Ne kadar yemek yenilmesi gerektiğine çocukların karar vermesi gerektiğini vurgulayan Aydoğdu, “Aslında kendimizden de pay biçecek olursak İştah dediğimiz şey; acıktığımız zaman bir huzursuzluk duymamız ve bu şikayetimizi, bu anksiyetimizi, bu tedirginliğimizi giderecek yöntemi bilmemizdir. Yemek yiyoruz ve doyduğumuz zaman da yemeyi bırakabiliyoruz. Aslında bebekler, çocuklar bunu ilk doydukları zaman öğrenebiliyorlar. Yani çok savunmasız bir bebek bile annesini emebiliyor, doyduğu zaman bırakıyor. Her şey düzenli gidiyor ama biz müdahale ettiğimiz zaman işler bozuluyor. Yani ek gıdaya başladığımız zaman çocuklara bırakalım. Nerede ne yiyeceğine siz karar verin ama ne kadar yiyeceğine çocuklar kendileri karar versinler. Yani onların tokluk sinyallerine saygı duymak gerekmektedir” diye belirtti.

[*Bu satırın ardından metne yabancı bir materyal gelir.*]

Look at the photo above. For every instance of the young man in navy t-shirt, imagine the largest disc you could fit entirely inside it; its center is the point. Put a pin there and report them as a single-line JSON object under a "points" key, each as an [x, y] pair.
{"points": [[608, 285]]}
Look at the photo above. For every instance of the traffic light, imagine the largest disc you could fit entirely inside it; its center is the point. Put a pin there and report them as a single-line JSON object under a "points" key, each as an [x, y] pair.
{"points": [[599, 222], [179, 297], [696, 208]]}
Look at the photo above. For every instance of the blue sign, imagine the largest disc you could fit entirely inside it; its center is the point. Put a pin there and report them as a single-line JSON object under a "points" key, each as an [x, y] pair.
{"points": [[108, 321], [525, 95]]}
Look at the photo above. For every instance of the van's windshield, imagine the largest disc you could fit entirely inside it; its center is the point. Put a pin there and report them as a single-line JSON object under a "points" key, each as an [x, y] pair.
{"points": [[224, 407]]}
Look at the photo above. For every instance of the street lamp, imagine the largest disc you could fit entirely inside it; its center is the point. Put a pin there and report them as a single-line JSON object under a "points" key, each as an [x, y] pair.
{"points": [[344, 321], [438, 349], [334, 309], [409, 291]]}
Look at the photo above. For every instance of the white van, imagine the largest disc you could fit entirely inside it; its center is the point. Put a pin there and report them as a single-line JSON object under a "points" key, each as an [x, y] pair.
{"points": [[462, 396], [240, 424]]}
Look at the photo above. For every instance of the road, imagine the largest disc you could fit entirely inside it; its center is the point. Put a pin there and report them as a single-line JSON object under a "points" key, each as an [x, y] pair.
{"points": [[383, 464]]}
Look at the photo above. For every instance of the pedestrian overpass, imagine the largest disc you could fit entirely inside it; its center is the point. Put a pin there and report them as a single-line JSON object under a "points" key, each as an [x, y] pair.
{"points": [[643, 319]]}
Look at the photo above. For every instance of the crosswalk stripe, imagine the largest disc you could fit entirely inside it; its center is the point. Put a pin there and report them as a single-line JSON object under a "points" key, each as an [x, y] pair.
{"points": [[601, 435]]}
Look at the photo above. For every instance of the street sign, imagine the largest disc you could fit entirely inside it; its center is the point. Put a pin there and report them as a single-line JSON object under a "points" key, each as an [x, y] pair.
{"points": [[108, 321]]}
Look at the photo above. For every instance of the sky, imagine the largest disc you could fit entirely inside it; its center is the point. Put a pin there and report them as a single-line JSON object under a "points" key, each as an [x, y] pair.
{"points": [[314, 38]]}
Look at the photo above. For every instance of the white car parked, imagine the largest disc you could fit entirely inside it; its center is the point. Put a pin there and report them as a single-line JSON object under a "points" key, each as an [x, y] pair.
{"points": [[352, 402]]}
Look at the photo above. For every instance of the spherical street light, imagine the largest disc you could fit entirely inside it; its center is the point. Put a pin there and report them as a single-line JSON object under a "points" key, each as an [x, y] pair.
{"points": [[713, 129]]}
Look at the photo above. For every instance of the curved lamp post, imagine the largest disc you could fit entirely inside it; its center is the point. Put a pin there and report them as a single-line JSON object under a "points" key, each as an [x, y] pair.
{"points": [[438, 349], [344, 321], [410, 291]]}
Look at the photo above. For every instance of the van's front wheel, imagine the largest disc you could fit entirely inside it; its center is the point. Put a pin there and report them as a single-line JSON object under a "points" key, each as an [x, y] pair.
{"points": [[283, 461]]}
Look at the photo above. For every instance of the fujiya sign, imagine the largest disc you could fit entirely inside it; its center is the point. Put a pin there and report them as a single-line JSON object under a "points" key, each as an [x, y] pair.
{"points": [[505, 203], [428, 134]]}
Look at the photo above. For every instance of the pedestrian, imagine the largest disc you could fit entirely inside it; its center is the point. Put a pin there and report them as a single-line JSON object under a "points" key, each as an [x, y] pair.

‘PEŞİNDEN YEMEKLE KOŞMAYIN!’

 Aydoğdu, annelerin çocuklarının peşinden yemekle birlikte koşmaması gerektiğini söyleyerek şunları kaydetti: “İllaki o çorbanın, o kasenin, dibindeki son iki kaşık bitmesine gerek yok. Onun dışında yemek ya da beslenme aynı zamanda çocuğun motor becerilerini, aileleriyle olan ilişkilerini de geliştirecek bir şeydir. Bunu keyifli hale getirmek lazım. Yani çocuğunuzla iletişim kurun, mutlu olun, onun yeni bir şeyler öğrendiğini fark edin. Birçok şeyi gözlemlemek gerekmektedir. Bu sırada da karnını doyurmuş olursunuz. Çocuklara değişik yerlerde ve onların her istediği yerlerde yemek yedirmeyelim. Çocukların belirli alışkanlıkları olsun. Çocuk, yemek sofrasında, belirli öğünlerde sofradan kalktığı zaman da peşinden yemekle koşmamak gerekiyor.”

‘HIZLI AKAN BİR HAYATIN İÇİNE DOĞUYORLAR’

Çocuklarda oluşan ve çağın getirdiği problemlere değinen Aydoğdu, “Çocuklarımızda sıklıkla gözlemlediğimiz şu oluyor: ‘Sabırsızlık ve tatmin olmama…’ Ekran bağımlılığını da düşünürsek çok hızlı akan bir hayatın içine doğuyorlar. Yavaş sakin olan şeyleri tolere edemiyorlar. Ya da sabredemiyorlar. Bütün bunlara bağlı olarak çocuklarda dikkat eksikliği olabiliyor. İleriki yaşlarda beslenmeyle alakalı sıkıntılar olabiliyor. Yani teknolojinin olması hem avantaj hem de dez avantajdır.  İyiyi ve doğruyu yerinde kullanmak lazım. Birçok bilgiye kısa sürede ulaşmak bilgi kirliliğine neden olabiliyor. O yüzden bu konuda uzmanlardan destek alıp doğru yerleri takip etmek gerekiyor” diye altını çizdi. Aydoğdu, her şeyden önce çocuklara yemek konusunda da saygı duyulması gerektiğinin önemine vurgu yaptı.